O cinismo estampado no rosto do ex-amigo só fazia a irritação de Renato crescer ainda mais. Mesmo assim, ele se esforçava para manter o controle.
— Pare com isso e diga logo o que quer! — repetiu, agora visivelmente impaciente. — Todo homem tem um preço, e sei que, depois de tudo o que fez, você não seria diferente.
Alessandro apenas o observava, como se estivesse se divertindo com aquela reação.
— Eu sei que foi você o mandante do atentado contra mim. E é só uma questão de tempo até que isso seja descoberto. Então aproveite a oportunidade que estou te dando e diga de uma vez o que quer… para deixar a Sara em paz e sair da minha vida.
Alessandro permaneceu alguns segundos em silêncio, observando Renato com um olhar de diversão e desprezo. Então soltou uma risada baixa, passando a mão pelo queixo como se estivesse analisando uma proposta curiosa.
— Olha só… — disse, por fim. — O grande Renato finalmente disposto a negociar.
Ele deu alguns passos lentos ao redor dele, como um predador estudando a presa.
— Confesso que isso é quase emocionante… Esperei isso de você quando levei a Raquel comigo, mas, quando percebi que você estava interessado na irmã dela… não pude deixar de ficar curioso. O que será que a Sara tinha para chamar tanto a sua atenção?
Renato sentiu o sangue ferver nas veias.
— Pare de brincar comigo — rosnou, já perdendo a paciência.
— Eu não estou brincando — respondeu. — Na verdade, estou impressionado. Você veio até aqui, atravessou meio mundo, engoliu o orgulho… tudo por causa dela.
Ele inclinou levemente a cabeça.
— Ou talvez por causa do filho que ela está esperando.
O comentário fez um sentimento estranho surgir em Renato. Ele nunca havia se sentido tão encurralado na vida como estava sendo naquele instante.
— Não se atreva a envolver essa criança nos seus jogos.
— Jogos? Você ainda acha que isso é um jogo?
Ele parou diante dele outra vez.
— Não, Renato… isso é muito mais interessante do que um jogo.
— Chega de rodeios.
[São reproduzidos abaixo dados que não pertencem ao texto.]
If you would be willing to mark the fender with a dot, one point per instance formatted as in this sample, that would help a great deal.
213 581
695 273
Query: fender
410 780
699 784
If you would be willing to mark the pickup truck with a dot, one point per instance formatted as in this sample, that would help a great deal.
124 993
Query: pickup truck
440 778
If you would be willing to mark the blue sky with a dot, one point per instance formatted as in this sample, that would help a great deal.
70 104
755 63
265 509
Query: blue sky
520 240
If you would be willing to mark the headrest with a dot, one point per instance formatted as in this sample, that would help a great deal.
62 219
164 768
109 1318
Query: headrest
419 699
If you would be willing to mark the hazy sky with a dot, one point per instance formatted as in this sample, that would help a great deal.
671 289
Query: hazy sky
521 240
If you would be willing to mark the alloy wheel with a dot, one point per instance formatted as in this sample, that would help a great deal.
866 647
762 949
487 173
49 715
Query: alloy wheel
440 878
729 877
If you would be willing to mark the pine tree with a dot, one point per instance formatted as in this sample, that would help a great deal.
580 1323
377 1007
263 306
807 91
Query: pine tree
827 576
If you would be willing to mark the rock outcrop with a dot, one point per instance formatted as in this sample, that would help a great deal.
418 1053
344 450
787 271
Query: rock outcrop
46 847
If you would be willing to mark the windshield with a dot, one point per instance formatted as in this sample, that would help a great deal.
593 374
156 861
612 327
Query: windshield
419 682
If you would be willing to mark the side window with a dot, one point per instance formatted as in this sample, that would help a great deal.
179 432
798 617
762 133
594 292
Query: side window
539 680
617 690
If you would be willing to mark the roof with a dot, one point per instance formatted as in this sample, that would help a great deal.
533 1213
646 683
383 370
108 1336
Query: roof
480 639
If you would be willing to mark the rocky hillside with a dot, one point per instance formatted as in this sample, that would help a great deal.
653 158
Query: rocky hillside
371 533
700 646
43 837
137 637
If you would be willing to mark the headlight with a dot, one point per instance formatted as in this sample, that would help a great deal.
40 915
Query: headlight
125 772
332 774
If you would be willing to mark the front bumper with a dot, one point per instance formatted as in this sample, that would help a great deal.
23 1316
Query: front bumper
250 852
O que você quer?
Alessandro o encarou por alguns segundos, como se estivesse realmente pensando naquilo pela primeira vez, depois deu de ombros.
— Sabe de uma coisa? — disse, com um tom despreocupado. — Acho que você tem razão.
Renato franziu o cenho.
— Sobre o quê?
— Sobre todo homem ter um preço.
Ele deu um pequeno sorriso, cheio de segundas intenções.
— Mas a questão não é se eu tenho um preço… — fez uma breve pausa, encarando-o diretamente. — A questão é se você estaria disposto a pagá-lo.
Renato não hesitou.
— Se isso significar tirar a Sara das suas mãos… sim.
Aquilo pareceu diverti-lo ainda mais.
— Impressionante.
Ele deu alguns passos para trás, enfiando as mãos nos bolsos.
— Eu realmente não esperava que você fosse chegar a esse ponto.
O silêncio caiu entre os dois por um momento, então Alessandro voltou a falar.
— Sabe o que é curioso?
Renato não respondeu.
— Durante anos eu imaginei muitas formas de destruir você… — comentou. — Mas nunca pensei que seria você mesmo quem viria até mim oferecendo tudo de bandeja.